Uluslar arası ilişkilerde ezeli dostluklar olmadığı gibi ebedi düşmanlıklar da söz konusu olamaz.
Ortaya çıkmasında pay sahibi olduğumuz sorunun çözümüne askersel olduğu kadar diplomatik katkıda bulunmaya hazır olmamız gerekirdi.
Suriye’nin içinde bulunduğu durumda PYD/PKK ile yakınlaşması hiç kuşkusuz bizim açımızdan kaygı verici bir gelişmedir. Hedefi terör olan Türk Ordusu’nun bu yakınlaşmayı izleyerek operasyon bölgesinde Suriye Ordusu’yla karşılaşması olasılığı belirmiştir. Bundan kaçınmanın sonucu ise terör odaklarına yönelik işlemlerin yarım kalmasıdır. Elbette, bu da istenen bir durum değildir.
Baştan beri olması gereken Türkiye-Suriye iletişimi ve görüşmelerinin doğrudan varlığıydı. Anlamsız inat dışında akılcı gerekçe ve dayanağı olmayan bu eksikliğin giderilmesi için hiçbir zaman geç değildir.
Görüldüğü kadarı ile bu eksiklik bir boşluğa yol açmaktadır. Bu boşluk ise askersel davranışımızın hedefinde olan PYD/PKK tarafından doldurulmaktadır.
Oysa, Suriye ve Türkiye devletleri bir araya gelse iş o kadar kolaylaşacak ki!
Yapılacak tek şey arşive girip 1998 tarihli Türkiye-Suriye Adana Mutabakatı’nı raftan indirmek ve uygulamaya koymak.

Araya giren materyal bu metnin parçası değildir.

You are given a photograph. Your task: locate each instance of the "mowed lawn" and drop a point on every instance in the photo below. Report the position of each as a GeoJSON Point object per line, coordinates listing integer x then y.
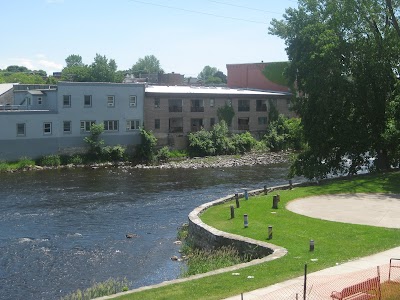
{"type": "Point", "coordinates": [334, 242]}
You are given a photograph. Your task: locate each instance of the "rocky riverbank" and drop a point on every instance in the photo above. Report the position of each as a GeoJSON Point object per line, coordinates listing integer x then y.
{"type": "Point", "coordinates": [226, 161]}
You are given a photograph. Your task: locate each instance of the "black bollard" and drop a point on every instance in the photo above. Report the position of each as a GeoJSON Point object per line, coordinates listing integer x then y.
{"type": "Point", "coordinates": [275, 201]}
{"type": "Point", "coordinates": [270, 232]}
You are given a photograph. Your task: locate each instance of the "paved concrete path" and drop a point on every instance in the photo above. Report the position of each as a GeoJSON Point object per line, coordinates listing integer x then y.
{"type": "Point", "coordinates": [381, 210]}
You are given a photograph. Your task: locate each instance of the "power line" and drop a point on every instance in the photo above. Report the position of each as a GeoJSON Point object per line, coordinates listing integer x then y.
{"type": "Point", "coordinates": [246, 7]}
{"type": "Point", "coordinates": [199, 12]}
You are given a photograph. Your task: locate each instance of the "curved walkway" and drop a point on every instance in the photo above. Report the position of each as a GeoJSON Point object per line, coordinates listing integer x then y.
{"type": "Point", "coordinates": [382, 210]}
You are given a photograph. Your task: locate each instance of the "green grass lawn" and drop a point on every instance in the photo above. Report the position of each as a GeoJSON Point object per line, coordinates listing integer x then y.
{"type": "Point", "coordinates": [334, 242]}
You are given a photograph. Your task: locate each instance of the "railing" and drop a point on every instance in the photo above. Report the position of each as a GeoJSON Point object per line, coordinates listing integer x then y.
{"type": "Point", "coordinates": [10, 107]}
{"type": "Point", "coordinates": [244, 108]}
{"type": "Point", "coordinates": [175, 109]}
{"type": "Point", "coordinates": [175, 129]}
{"type": "Point", "coordinates": [197, 109]}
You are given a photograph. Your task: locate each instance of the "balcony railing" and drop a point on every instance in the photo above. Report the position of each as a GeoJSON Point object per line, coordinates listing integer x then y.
{"type": "Point", "coordinates": [197, 109]}
{"type": "Point", "coordinates": [175, 109]}
{"type": "Point", "coordinates": [243, 127]}
{"type": "Point", "coordinates": [244, 108]}
{"type": "Point", "coordinates": [261, 108]}
{"type": "Point", "coordinates": [175, 129]}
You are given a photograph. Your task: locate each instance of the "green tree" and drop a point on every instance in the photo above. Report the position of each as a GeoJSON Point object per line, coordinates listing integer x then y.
{"type": "Point", "coordinates": [74, 60]}
{"type": "Point", "coordinates": [103, 69]}
{"type": "Point", "coordinates": [226, 113]}
{"type": "Point", "coordinates": [147, 65]}
{"type": "Point", "coordinates": [344, 60]}
{"type": "Point", "coordinates": [145, 152]}
{"type": "Point", "coordinates": [94, 142]}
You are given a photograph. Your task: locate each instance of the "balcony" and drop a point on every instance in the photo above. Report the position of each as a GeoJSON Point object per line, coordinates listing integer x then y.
{"type": "Point", "coordinates": [197, 109]}
{"type": "Point", "coordinates": [261, 107]}
{"type": "Point", "coordinates": [175, 109]}
{"type": "Point", "coordinates": [244, 127]}
{"type": "Point", "coordinates": [244, 108]}
{"type": "Point", "coordinates": [175, 129]}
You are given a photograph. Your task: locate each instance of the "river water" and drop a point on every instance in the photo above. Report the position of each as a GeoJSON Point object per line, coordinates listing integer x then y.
{"type": "Point", "coordinates": [63, 230]}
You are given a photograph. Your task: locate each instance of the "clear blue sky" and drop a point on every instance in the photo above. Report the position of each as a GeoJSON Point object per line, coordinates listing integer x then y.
{"type": "Point", "coordinates": [184, 35]}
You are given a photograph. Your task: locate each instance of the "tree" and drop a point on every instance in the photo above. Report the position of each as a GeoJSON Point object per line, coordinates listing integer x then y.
{"type": "Point", "coordinates": [344, 60]}
{"type": "Point", "coordinates": [74, 60]}
{"type": "Point", "coordinates": [147, 65]}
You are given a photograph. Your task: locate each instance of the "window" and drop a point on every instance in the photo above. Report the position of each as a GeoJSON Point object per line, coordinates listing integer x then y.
{"type": "Point", "coordinates": [132, 125]}
{"type": "Point", "coordinates": [67, 126]}
{"type": "Point", "coordinates": [111, 125]}
{"type": "Point", "coordinates": [175, 105]}
{"type": "Point", "coordinates": [47, 128]}
{"type": "Point", "coordinates": [85, 125]}
{"type": "Point", "coordinates": [212, 122]}
{"type": "Point", "coordinates": [262, 120]}
{"type": "Point", "coordinates": [67, 101]}
{"type": "Point", "coordinates": [244, 105]}
{"type": "Point", "coordinates": [21, 129]}
{"type": "Point", "coordinates": [87, 101]}
{"type": "Point", "coordinates": [196, 105]}
{"type": "Point", "coordinates": [157, 124]}
{"type": "Point", "coordinates": [132, 101]}
{"type": "Point", "coordinates": [156, 102]}
{"type": "Point", "coordinates": [110, 101]}
{"type": "Point", "coordinates": [261, 105]}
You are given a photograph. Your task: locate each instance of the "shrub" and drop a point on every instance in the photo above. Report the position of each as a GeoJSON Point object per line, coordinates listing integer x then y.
{"type": "Point", "coordinates": [113, 153]}
{"type": "Point", "coordinates": [76, 160]}
{"type": "Point", "coordinates": [95, 144]}
{"type": "Point", "coordinates": [109, 287]}
{"type": "Point", "coordinates": [163, 154]}
{"type": "Point", "coordinates": [25, 162]}
{"type": "Point", "coordinates": [146, 150]}
{"type": "Point", "coordinates": [52, 160]}
{"type": "Point", "coordinates": [243, 142]}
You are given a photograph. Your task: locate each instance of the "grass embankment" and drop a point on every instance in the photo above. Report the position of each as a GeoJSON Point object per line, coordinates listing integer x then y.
{"type": "Point", "coordinates": [334, 242]}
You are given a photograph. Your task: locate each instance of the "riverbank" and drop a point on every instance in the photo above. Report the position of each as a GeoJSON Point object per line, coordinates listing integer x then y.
{"type": "Point", "coordinates": [223, 161]}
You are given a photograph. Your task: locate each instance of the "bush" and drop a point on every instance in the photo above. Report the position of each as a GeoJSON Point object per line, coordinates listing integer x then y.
{"type": "Point", "coordinates": [146, 150]}
{"type": "Point", "coordinates": [163, 154]}
{"type": "Point", "coordinates": [113, 153]}
{"type": "Point", "coordinates": [243, 142]}
{"type": "Point", "coordinates": [109, 287]}
{"type": "Point", "coordinates": [50, 161]}
{"type": "Point", "coordinates": [24, 162]}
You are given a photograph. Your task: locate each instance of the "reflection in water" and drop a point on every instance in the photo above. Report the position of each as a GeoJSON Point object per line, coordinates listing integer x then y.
{"type": "Point", "coordinates": [65, 229]}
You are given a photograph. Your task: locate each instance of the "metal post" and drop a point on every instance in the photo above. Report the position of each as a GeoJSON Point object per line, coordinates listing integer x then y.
{"type": "Point", "coordinates": [305, 283]}
{"type": "Point", "coordinates": [246, 221]}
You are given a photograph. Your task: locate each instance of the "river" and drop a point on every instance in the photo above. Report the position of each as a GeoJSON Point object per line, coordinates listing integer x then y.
{"type": "Point", "coordinates": [63, 230]}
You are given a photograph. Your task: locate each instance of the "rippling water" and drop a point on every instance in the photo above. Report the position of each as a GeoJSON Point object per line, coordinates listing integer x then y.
{"type": "Point", "coordinates": [61, 230]}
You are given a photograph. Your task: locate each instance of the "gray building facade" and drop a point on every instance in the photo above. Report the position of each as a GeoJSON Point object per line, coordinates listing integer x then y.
{"type": "Point", "coordinates": [55, 119]}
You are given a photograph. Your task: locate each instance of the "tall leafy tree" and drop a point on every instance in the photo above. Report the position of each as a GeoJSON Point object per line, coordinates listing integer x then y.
{"type": "Point", "coordinates": [74, 60]}
{"type": "Point", "coordinates": [147, 65]}
{"type": "Point", "coordinates": [344, 60]}
{"type": "Point", "coordinates": [102, 69]}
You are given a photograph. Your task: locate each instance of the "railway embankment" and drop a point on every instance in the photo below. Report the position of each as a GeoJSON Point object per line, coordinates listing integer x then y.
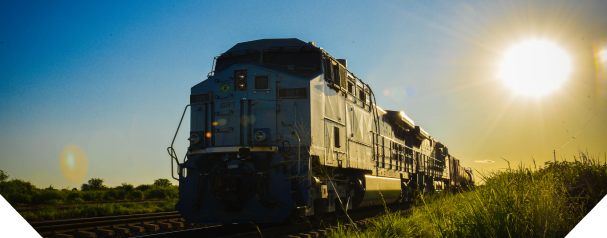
{"type": "Point", "coordinates": [520, 201]}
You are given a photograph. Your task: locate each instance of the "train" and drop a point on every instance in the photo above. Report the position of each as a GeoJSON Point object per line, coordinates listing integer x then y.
{"type": "Point", "coordinates": [280, 130]}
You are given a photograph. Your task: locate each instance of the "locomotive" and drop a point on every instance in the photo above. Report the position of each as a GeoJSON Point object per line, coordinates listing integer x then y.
{"type": "Point", "coordinates": [280, 129]}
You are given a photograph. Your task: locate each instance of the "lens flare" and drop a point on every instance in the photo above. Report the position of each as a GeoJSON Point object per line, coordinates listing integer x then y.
{"type": "Point", "coordinates": [73, 163]}
{"type": "Point", "coordinates": [535, 67]}
{"type": "Point", "coordinates": [221, 122]}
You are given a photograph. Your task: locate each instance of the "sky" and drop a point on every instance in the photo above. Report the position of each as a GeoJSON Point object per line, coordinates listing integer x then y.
{"type": "Point", "coordinates": [102, 86]}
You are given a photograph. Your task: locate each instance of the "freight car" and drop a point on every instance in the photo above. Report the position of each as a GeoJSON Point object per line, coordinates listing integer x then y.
{"type": "Point", "coordinates": [280, 129]}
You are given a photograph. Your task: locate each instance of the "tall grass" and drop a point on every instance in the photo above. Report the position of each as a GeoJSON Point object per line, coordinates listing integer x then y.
{"type": "Point", "coordinates": [518, 202]}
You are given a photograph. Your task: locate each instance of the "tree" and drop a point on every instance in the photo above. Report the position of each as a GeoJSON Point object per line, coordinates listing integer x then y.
{"type": "Point", "coordinates": [3, 176]}
{"type": "Point", "coordinates": [163, 183]}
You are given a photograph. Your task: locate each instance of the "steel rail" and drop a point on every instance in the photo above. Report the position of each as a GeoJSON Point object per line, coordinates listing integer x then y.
{"type": "Point", "coordinates": [69, 225]}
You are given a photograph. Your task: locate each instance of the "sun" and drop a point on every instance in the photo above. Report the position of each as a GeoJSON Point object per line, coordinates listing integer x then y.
{"type": "Point", "coordinates": [535, 67]}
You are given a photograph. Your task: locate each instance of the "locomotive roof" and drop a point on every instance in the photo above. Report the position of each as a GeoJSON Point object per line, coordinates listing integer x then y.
{"type": "Point", "coordinates": [269, 43]}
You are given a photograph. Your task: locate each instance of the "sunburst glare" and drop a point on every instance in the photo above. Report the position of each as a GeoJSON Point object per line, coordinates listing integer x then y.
{"type": "Point", "coordinates": [73, 163]}
{"type": "Point", "coordinates": [535, 67]}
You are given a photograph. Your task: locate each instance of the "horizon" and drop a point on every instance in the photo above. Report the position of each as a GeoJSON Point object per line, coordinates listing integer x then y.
{"type": "Point", "coordinates": [112, 79]}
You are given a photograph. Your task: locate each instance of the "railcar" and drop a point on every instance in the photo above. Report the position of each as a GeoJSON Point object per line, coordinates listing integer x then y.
{"type": "Point", "coordinates": [281, 129]}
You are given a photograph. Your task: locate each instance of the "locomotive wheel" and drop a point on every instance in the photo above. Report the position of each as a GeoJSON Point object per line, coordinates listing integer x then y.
{"type": "Point", "coordinates": [339, 211]}
{"type": "Point", "coordinates": [318, 215]}
{"type": "Point", "coordinates": [293, 217]}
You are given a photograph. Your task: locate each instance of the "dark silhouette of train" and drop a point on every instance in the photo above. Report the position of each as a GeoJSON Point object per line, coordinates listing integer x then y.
{"type": "Point", "coordinates": [281, 129]}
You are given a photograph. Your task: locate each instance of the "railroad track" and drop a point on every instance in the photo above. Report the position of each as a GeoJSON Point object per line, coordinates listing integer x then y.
{"type": "Point", "coordinates": [170, 224]}
{"type": "Point", "coordinates": [110, 226]}
{"type": "Point", "coordinates": [304, 229]}
{"type": "Point", "coordinates": [65, 207]}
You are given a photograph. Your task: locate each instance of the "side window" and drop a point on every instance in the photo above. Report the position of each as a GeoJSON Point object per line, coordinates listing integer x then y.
{"type": "Point", "coordinates": [328, 69]}
{"type": "Point", "coordinates": [336, 136]}
{"type": "Point", "coordinates": [261, 82]}
{"type": "Point", "coordinates": [361, 95]}
{"type": "Point", "coordinates": [336, 72]}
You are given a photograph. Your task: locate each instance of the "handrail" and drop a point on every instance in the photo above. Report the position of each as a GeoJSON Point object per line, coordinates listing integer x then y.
{"type": "Point", "coordinates": [172, 152]}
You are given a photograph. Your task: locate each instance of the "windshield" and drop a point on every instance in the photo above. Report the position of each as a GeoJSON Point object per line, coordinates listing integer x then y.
{"type": "Point", "coordinates": [300, 59]}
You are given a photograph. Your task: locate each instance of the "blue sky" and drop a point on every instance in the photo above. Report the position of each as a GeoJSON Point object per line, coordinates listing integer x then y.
{"type": "Point", "coordinates": [114, 77]}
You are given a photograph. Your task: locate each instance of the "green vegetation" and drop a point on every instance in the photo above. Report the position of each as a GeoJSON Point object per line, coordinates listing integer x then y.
{"type": "Point", "coordinates": [94, 210]}
{"type": "Point", "coordinates": [520, 202]}
{"type": "Point", "coordinates": [85, 203]}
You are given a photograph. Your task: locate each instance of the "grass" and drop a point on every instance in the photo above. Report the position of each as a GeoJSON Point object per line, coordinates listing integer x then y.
{"type": "Point", "coordinates": [25, 196]}
{"type": "Point", "coordinates": [519, 202]}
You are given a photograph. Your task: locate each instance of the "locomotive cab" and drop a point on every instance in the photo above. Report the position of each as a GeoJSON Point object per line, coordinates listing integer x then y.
{"type": "Point", "coordinates": [281, 129]}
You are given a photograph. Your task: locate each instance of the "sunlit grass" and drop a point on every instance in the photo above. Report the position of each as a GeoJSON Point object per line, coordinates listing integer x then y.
{"type": "Point", "coordinates": [95, 210]}
{"type": "Point", "coordinates": [518, 202]}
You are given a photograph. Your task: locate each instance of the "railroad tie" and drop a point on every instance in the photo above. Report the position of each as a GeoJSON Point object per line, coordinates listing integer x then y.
{"type": "Point", "coordinates": [149, 227]}
{"type": "Point", "coordinates": [176, 224]}
{"type": "Point", "coordinates": [136, 229]}
{"type": "Point", "coordinates": [84, 234]}
{"type": "Point", "coordinates": [164, 226]}
{"type": "Point", "coordinates": [104, 232]}
{"type": "Point", "coordinates": [61, 236]}
{"type": "Point", "coordinates": [120, 230]}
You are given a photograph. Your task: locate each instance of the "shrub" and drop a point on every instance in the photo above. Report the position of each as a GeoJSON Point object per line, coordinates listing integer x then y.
{"type": "Point", "coordinates": [136, 195]}
{"type": "Point", "coordinates": [92, 195]}
{"type": "Point", "coordinates": [126, 187]}
{"type": "Point", "coordinates": [110, 195]}
{"type": "Point", "coordinates": [3, 176]}
{"type": "Point", "coordinates": [73, 196]}
{"type": "Point", "coordinates": [48, 196]}
{"type": "Point", "coordinates": [17, 186]}
{"type": "Point", "coordinates": [162, 183]}
{"type": "Point", "coordinates": [161, 193]}
{"type": "Point", "coordinates": [96, 184]}
{"type": "Point", "coordinates": [16, 198]}
{"type": "Point", "coordinates": [144, 187]}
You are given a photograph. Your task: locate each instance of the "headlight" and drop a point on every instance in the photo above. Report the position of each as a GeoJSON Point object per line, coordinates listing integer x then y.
{"type": "Point", "coordinates": [194, 139]}
{"type": "Point", "coordinates": [240, 80]}
{"type": "Point", "coordinates": [261, 136]}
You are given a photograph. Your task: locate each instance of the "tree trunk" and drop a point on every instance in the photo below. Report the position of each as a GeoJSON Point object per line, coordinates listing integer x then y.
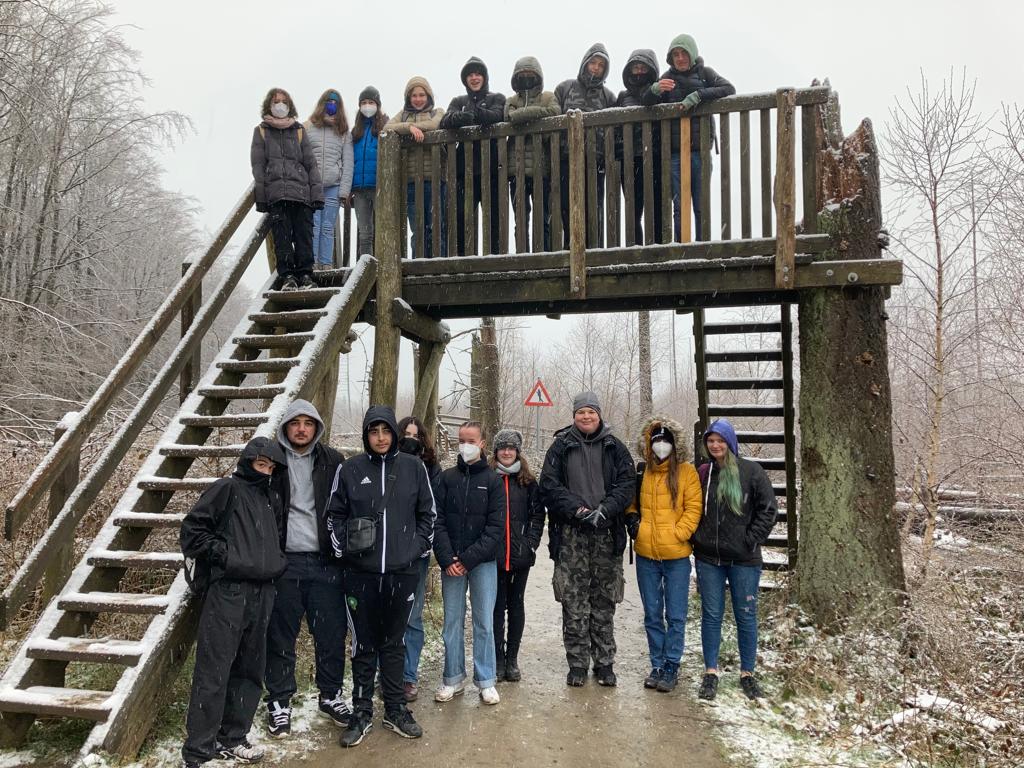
{"type": "Point", "coordinates": [850, 553]}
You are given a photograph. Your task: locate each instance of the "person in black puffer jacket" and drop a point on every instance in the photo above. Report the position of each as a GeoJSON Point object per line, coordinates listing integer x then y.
{"type": "Point", "coordinates": [478, 107]}
{"type": "Point", "coordinates": [523, 516]}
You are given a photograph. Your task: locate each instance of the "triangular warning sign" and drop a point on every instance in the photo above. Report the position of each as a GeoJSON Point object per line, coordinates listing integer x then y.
{"type": "Point", "coordinates": [539, 395]}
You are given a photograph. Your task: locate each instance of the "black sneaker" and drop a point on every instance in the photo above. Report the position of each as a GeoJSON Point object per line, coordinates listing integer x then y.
{"type": "Point", "coordinates": [605, 676]}
{"type": "Point", "coordinates": [709, 687]}
{"type": "Point", "coordinates": [751, 687]}
{"type": "Point", "coordinates": [279, 720]}
{"type": "Point", "coordinates": [402, 723]}
{"type": "Point", "coordinates": [358, 726]}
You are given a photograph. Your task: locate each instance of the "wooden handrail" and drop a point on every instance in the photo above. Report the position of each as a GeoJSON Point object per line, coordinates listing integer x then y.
{"type": "Point", "coordinates": [40, 481]}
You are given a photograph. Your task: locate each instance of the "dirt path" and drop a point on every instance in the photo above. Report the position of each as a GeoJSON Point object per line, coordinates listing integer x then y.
{"type": "Point", "coordinates": [540, 721]}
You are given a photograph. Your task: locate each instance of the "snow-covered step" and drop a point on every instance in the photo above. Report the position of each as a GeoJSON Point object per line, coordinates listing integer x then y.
{"type": "Point", "coordinates": [105, 650]}
{"type": "Point", "coordinates": [113, 602]}
{"type": "Point", "coordinates": [43, 699]}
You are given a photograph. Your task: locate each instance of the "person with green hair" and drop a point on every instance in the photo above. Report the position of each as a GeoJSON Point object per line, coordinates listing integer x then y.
{"type": "Point", "coordinates": [738, 514]}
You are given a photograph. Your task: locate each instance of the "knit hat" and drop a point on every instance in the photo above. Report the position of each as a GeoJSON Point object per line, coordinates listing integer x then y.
{"type": "Point", "coordinates": [587, 399]}
{"type": "Point", "coordinates": [508, 438]}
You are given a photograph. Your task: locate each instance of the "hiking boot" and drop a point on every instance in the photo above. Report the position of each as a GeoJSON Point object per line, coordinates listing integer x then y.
{"type": "Point", "coordinates": [243, 753]}
{"type": "Point", "coordinates": [605, 676]}
{"type": "Point", "coordinates": [279, 720]}
{"type": "Point", "coordinates": [577, 677]}
{"type": "Point", "coordinates": [402, 723]}
{"type": "Point", "coordinates": [337, 709]}
{"type": "Point", "coordinates": [358, 726]}
{"type": "Point", "coordinates": [751, 687]}
{"type": "Point", "coordinates": [709, 687]}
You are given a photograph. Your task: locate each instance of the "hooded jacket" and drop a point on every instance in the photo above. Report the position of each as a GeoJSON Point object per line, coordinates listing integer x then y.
{"type": "Point", "coordinates": [666, 527]}
{"type": "Point", "coordinates": [724, 538]}
{"type": "Point", "coordinates": [427, 119]}
{"type": "Point", "coordinates": [406, 525]}
{"type": "Point", "coordinates": [236, 524]}
{"type": "Point", "coordinates": [527, 104]}
{"type": "Point", "coordinates": [315, 470]}
{"type": "Point", "coordinates": [698, 78]}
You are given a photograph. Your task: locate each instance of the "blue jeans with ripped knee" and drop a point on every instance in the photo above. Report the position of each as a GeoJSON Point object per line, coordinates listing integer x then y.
{"type": "Point", "coordinates": [742, 581]}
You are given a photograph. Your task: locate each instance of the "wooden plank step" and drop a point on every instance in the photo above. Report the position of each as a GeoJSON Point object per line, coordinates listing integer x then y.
{"type": "Point", "coordinates": [43, 699]}
{"type": "Point", "coordinates": [114, 602]}
{"type": "Point", "coordinates": [263, 391]}
{"type": "Point", "coordinates": [137, 560]}
{"type": "Point", "coordinates": [265, 366]}
{"type": "Point", "coordinates": [104, 650]}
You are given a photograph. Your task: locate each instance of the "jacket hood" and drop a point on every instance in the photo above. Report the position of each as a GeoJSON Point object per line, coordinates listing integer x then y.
{"type": "Point", "coordinates": [597, 49]}
{"type": "Point", "coordinates": [422, 82]}
{"type": "Point", "coordinates": [645, 56]}
{"type": "Point", "coordinates": [726, 431]}
{"type": "Point", "coordinates": [679, 437]}
{"type": "Point", "coordinates": [297, 409]}
{"type": "Point", "coordinates": [688, 44]}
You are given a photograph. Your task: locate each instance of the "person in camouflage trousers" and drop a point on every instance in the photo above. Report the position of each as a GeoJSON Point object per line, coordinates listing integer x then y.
{"type": "Point", "coordinates": [587, 482]}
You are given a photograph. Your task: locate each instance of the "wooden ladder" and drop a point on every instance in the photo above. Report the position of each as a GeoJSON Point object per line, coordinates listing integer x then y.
{"type": "Point", "coordinates": [142, 633]}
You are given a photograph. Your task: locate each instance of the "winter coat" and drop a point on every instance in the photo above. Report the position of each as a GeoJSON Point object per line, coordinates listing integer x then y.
{"type": "Point", "coordinates": [470, 509]}
{"type": "Point", "coordinates": [698, 78]}
{"type": "Point", "coordinates": [620, 482]}
{"type": "Point", "coordinates": [284, 167]}
{"type": "Point", "coordinates": [334, 156]}
{"type": "Point", "coordinates": [236, 524]}
{"type": "Point", "coordinates": [427, 119]}
{"type": "Point", "coordinates": [525, 105]}
{"type": "Point", "coordinates": [406, 526]}
{"type": "Point", "coordinates": [666, 527]}
{"type": "Point", "coordinates": [522, 523]}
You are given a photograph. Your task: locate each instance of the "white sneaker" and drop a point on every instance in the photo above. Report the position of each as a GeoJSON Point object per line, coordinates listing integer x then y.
{"type": "Point", "coordinates": [489, 695]}
{"type": "Point", "coordinates": [448, 692]}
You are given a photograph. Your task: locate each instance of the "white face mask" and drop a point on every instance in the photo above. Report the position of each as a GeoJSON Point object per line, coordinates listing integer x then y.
{"type": "Point", "coordinates": [662, 450]}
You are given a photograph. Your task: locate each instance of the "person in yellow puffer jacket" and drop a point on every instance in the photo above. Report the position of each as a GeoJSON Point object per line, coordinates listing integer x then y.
{"type": "Point", "coordinates": [669, 513]}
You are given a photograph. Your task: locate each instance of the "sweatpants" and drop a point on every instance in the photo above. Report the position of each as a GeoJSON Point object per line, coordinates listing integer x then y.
{"type": "Point", "coordinates": [379, 605]}
{"type": "Point", "coordinates": [230, 655]}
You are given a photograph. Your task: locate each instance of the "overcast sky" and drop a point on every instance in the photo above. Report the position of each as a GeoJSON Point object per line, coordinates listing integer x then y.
{"type": "Point", "coordinates": [214, 61]}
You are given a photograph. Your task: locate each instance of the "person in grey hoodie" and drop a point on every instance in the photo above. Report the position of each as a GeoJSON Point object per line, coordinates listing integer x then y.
{"type": "Point", "coordinates": [311, 585]}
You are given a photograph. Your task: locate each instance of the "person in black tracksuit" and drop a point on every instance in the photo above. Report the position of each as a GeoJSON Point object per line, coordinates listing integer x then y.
{"type": "Point", "coordinates": [392, 488]}
{"type": "Point", "coordinates": [235, 528]}
{"type": "Point", "coordinates": [310, 585]}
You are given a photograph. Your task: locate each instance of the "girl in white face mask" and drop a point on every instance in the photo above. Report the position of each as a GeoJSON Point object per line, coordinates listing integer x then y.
{"type": "Point", "coordinates": [662, 521]}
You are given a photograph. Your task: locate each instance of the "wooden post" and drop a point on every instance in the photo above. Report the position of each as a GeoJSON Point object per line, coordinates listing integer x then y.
{"type": "Point", "coordinates": [578, 206]}
{"type": "Point", "coordinates": [785, 197]}
{"type": "Point", "coordinates": [387, 249]}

Yirmi yıl önce Abdullah Öcalan’ın Suriye’den çıkartılması ve korunup, kollanmasının sonlandırılması amacıyla yazılmış olan bu mutabakatın gereğini yaparak daha az enerjiyle, daha az kan ve can vererek sorunu çözüme kavuşturmak olanağı orada duruyor.


Ordunun başarısını taçlandırıp, sonuca erdirmek siyasetin istencinde. Bunu yaparsa başarılı, yapmazsa başarısız olacağı da ortada!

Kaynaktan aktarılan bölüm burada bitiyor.